Gojira, “Fortitude”

The French prog metal collective’s seventh album is a tornado of blastbeats, guttural growls, and devilish incantations.
Reviews
Gojira, “Fortitude”

The French prog metal collective’s seventh album is a tornado of blastbeats, guttural growls, and devilish incantations.

Words: Mischa Pearlman

May 07, 2021

Gojira
Fortitude
ROADRUNNER
7/10

Metal is often snubbed by music’s gatekeepers—ignored by mainstream publications, overlooked by awards ceremonies, belittled by those not in the scene. Not that any of those things really mean anything, but to some extent, it also makes sense. Heavy music is inherently a fringe affair—listen to how many artists talk about both being misfits and making music for misfits in their interviews. There are, of course, notable exceptions to that rule—Metallica, Iron Maiden, and Slipknot are three of the most obvious success stories in the genre’s history in terms of transcending genre and tastemaker boundaries, but on the whole there still remains a prevalent idea that heavy music just isn’t as good as something that’s more accessible.

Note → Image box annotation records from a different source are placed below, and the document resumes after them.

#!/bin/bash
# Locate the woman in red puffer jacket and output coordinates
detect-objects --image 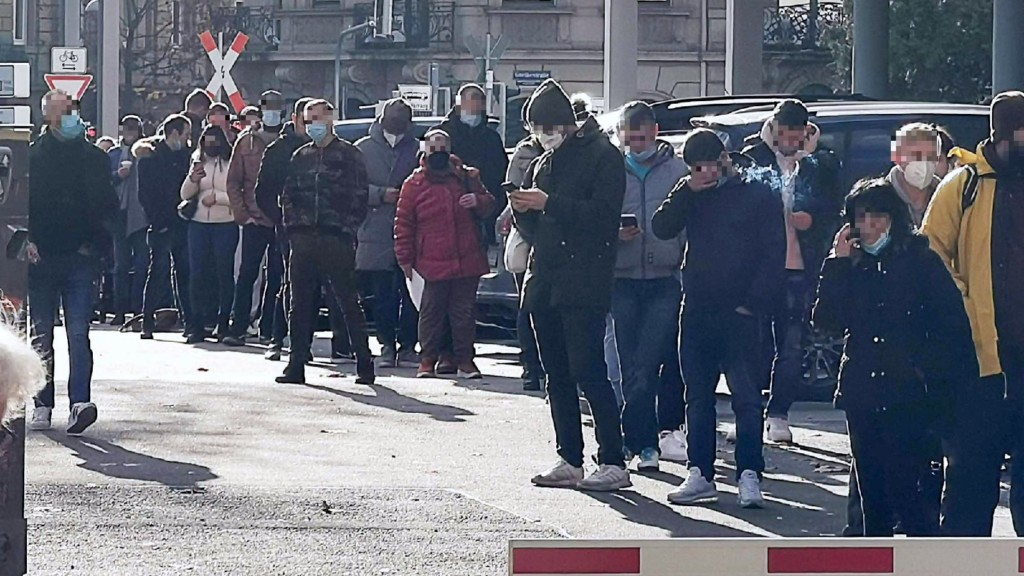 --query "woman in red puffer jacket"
[394,130,495,378]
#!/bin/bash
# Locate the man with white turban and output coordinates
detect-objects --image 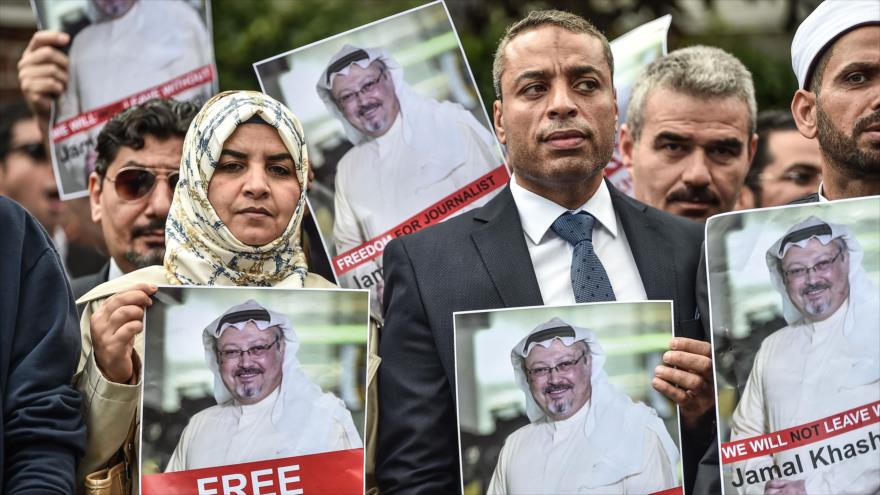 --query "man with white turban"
[731,216,880,494]
[317,45,503,274]
[489,318,678,494]
[791,0,880,201]
[165,300,363,472]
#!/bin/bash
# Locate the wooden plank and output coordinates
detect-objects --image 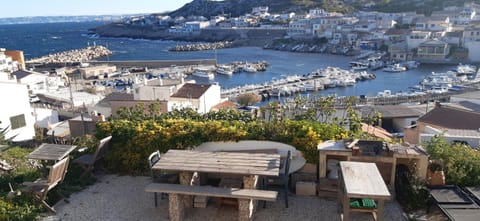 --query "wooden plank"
[155,162,279,172]
[156,165,279,176]
[340,161,391,200]
[153,150,280,176]
[162,150,280,160]
[156,158,280,167]
[27,143,77,160]
[145,183,278,201]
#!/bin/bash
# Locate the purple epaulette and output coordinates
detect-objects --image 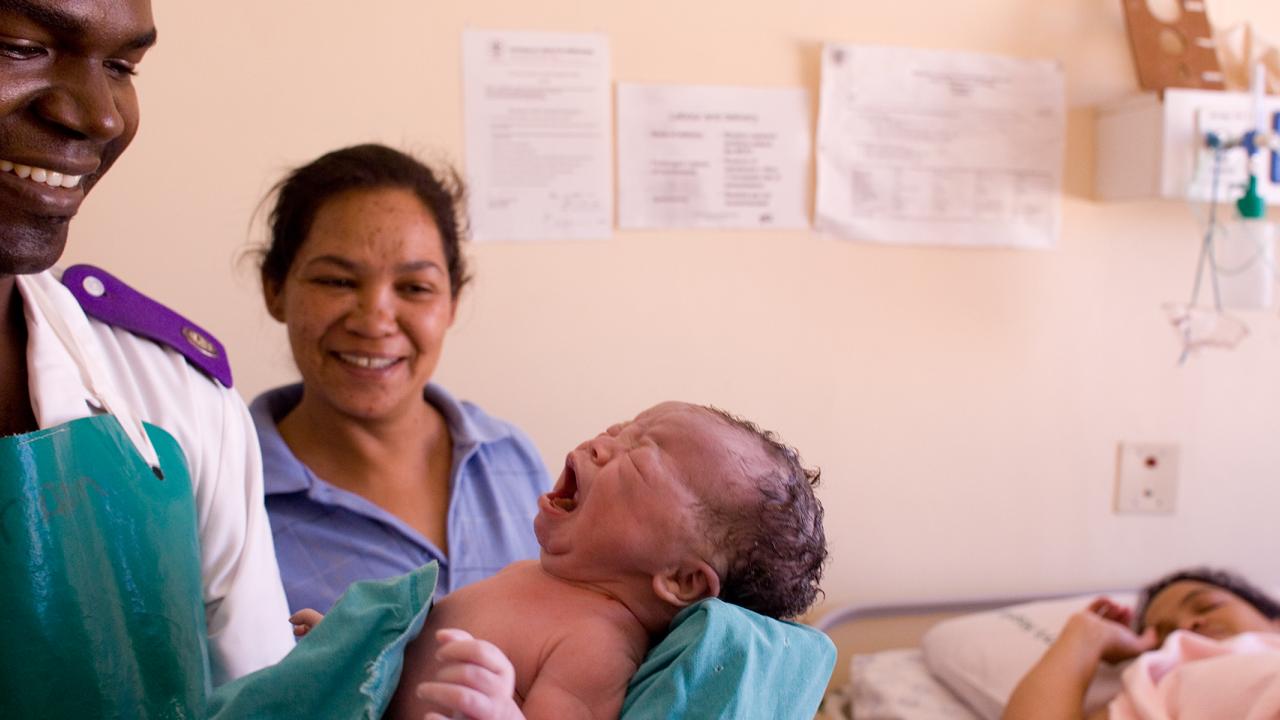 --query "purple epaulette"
[63,265,232,387]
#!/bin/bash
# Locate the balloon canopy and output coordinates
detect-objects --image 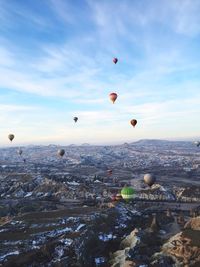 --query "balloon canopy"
[130,119,137,127]
[113,57,118,64]
[121,186,135,199]
[109,93,117,104]
[8,134,15,142]
[58,149,65,157]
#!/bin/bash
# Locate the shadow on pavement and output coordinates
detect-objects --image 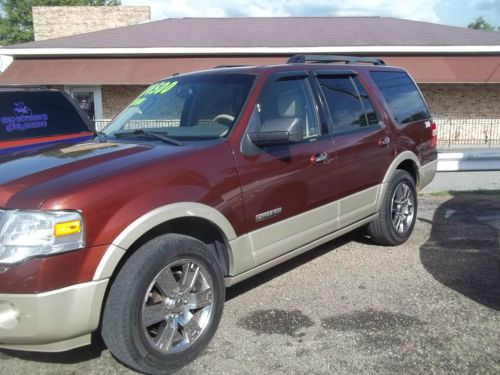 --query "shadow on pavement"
[420,192,500,310]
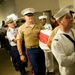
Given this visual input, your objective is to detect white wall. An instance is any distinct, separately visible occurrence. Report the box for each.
[58,0,74,8]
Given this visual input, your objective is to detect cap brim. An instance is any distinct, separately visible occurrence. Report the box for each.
[25,13,33,16]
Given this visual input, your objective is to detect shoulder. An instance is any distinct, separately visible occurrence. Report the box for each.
[35,24,45,29]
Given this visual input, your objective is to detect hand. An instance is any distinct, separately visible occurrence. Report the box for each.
[20,55,26,62]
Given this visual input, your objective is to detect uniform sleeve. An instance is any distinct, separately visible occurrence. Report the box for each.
[7,32,15,41]
[51,39,75,67]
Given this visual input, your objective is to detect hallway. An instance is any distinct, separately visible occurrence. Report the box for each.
[0,49,60,75]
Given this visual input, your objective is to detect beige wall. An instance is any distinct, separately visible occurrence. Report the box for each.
[0,0,75,25]
[58,0,74,8]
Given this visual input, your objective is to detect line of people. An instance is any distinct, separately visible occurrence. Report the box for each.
[0,5,75,75]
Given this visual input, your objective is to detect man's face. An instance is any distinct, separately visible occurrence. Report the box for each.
[40,18,46,25]
[8,22,15,28]
[24,15,33,22]
[61,13,73,28]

Over the past decade or so, Gojira have slowly but surely been becoming another exception to that ridiculous rule. Formed in Ondres, France in 1996 under the name Godzilla by brothers Joe and Mario Duplantier, the band changed its name in 2001 and released its first album, Terra Incognita, that year. Two decades on, the band have been nominated for two Grammys, have been on the receiving end of universal critical acclaim, and have become one of France’s biggest musical exports. One listen to Fortitude, the band’s seventh full-length, and it’s both easy to hear why as well as remarkable that that’s happened.

That’s because although Gojira might have moved away from the technical death metal they were making when they first formed, there’s no compromise whatsoever. From the moment opener “Born for One Thing” kicks off, the record in an excoriating blast of noise—a tornado of blastbeats, guttural growls, and devilish incantations that sets the tone for the rest of the album. “Another World,” for example, is an anthem of unforgiving and hypnotic intensity, “Into the Storm” is a frenzied battle cry of a song that never lets up once, and “The Trails” is a sinister, slow-motion monolith of darkness.

Yet beneath the abrasive brutality, there is a real beauty, and—if you really want to get sucked in and read the lyrics—plenty of philosophical ruminations about the unsustainable systems humans have designed for themselves to live within. And sure, it might not be for everyone, but neither are Fiona Apple or Radiohead.